NOTE: Please shutdown milvus properly otherwise it can corrupt the data
Will return a vector search based on the payload parameters
Payload:
{
"search": "string",
// *Required: Search text to find similar items for
"document_ids": [
"string"
],
// *Optional: List of document IDs (plays partition role)
"offset": 0,
// *Optional: how many responses to skip
"limit": 0,
// *Optional: how many responses to return
"sf": 0
// *Optional: Search factor ( rf or nprobe depending on the index )
}
Response:
{
"result_items": 0,
// Results count
"results": [
{
"distance": 0,
// Distance value
"document_id": "string",
// document_id of the result
"section_id": "string",
// section_id of the result
"segment_id": "string"
// section_id of the result
}
]
}
Will add or update a new vector row/item
Payload:
{
"segment_text": "string",
// Text to vectorize and save
"document_id": "string",
// Id of the document ( plays partition role )
"section_id": "string",
// Id of the section
"segment_id": "string"
// Id of the segment
}
Response:
{
"insert_count": 1,
// Inserted segments
"upsert_count": 1,
// Updated segments
"delete_count": 1
// Deleted segments
}
NOTE: For some reason they all return as 1 due to an issue with milvus library
The endpoint will delete the requested vector
Warning: Deleting vectors can cause lag spikes and temporary performance slowdowns
Payload:
{
"document_id": "string",
// Id of the document ( plays partition role )
"section_id": "string",
// Id of the section
"segment_id": "string"
// Id of the segment
}
Response:
{
"delete_count": 1
// Deleted segments
}
struct MilvusSegmentGetRequest {
1: string search; // Search text to find similar items for
2: optional list<string> document_ids, // List of document IDs (plays partition role)

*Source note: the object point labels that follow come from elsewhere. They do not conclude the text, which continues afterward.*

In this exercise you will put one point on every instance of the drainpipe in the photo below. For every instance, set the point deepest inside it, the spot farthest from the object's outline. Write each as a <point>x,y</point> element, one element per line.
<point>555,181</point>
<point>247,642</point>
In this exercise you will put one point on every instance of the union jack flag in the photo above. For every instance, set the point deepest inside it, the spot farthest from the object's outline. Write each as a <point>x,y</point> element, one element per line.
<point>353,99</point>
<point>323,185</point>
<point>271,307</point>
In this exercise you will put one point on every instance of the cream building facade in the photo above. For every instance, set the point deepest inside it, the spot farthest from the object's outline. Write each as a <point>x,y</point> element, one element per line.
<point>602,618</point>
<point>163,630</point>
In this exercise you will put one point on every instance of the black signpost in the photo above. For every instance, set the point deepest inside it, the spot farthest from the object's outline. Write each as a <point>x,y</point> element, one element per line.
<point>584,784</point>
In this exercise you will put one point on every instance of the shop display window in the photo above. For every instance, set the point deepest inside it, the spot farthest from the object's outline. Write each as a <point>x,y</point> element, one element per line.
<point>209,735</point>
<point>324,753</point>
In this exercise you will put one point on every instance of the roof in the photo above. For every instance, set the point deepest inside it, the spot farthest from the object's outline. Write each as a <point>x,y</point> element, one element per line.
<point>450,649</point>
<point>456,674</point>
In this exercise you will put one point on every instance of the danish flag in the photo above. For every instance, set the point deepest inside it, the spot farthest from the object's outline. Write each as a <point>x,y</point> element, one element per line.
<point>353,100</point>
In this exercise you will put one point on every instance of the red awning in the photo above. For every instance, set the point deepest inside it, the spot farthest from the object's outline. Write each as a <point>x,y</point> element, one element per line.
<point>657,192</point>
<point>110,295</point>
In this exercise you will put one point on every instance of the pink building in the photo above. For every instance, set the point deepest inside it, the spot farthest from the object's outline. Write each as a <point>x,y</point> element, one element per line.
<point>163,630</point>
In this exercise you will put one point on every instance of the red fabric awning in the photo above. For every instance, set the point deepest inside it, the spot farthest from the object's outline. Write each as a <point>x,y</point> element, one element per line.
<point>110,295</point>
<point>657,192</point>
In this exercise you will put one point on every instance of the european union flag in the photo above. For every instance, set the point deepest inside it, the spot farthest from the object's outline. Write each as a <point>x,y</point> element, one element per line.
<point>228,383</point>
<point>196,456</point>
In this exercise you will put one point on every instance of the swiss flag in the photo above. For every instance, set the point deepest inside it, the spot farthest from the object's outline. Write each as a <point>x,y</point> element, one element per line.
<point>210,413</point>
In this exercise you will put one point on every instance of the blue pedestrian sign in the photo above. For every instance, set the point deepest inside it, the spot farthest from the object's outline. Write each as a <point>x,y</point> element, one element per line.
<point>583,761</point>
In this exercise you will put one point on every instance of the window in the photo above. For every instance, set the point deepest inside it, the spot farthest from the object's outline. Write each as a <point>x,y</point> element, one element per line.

3: optional i16 offset; // how many responses to skip
4: optional i16 limit; // how many responses to return
5: optional i16 sf; // Search factor ( rf or nprobe depending on the index )
}
struct L2SegmentSearchResult {
1: double distance, // Distance value
2: string document_id, // document_id of the result
3: string section_id, // section_id of the result
4: string segment_id // section_id of the result
}
struct L2SegmentSearchResponse {
1: list<L2SegmentSearchResult> results, // List of results
2: i32 total // Results count
3: bool is_error // Is error or not
4: optional string error_text // Error message text
}
struct MilvusSegmentUpsertPayload {
1: string segment_text; // Text to vectorize and save
2: string document_id; // Id of the document ( plays partition role )
3: string section_id; // Id of the section
4: string segment_id; // Id of the segment
}
struct L2SegmentUpsertResponse {
1: i32 insert_count // Inserted segments
2: i32 update_count // Updated segments
3: i32 delete_count // Deleted segments
4: bool is_error // Is error or not
5: optional string error_text // Error message text
}
struct MilvusSegmentDeletePayload {
2: string document_id; // Id of the document ( plays partition role )
3: string section_id; // Id of the section
4: string segment_id; // Id of the segment
}
struct L2SegmentDeleteResponse {
1: i32 delete_count // Deleted segments
3: bool is_error // Is error or not
4: optional string error_text // Error message text
}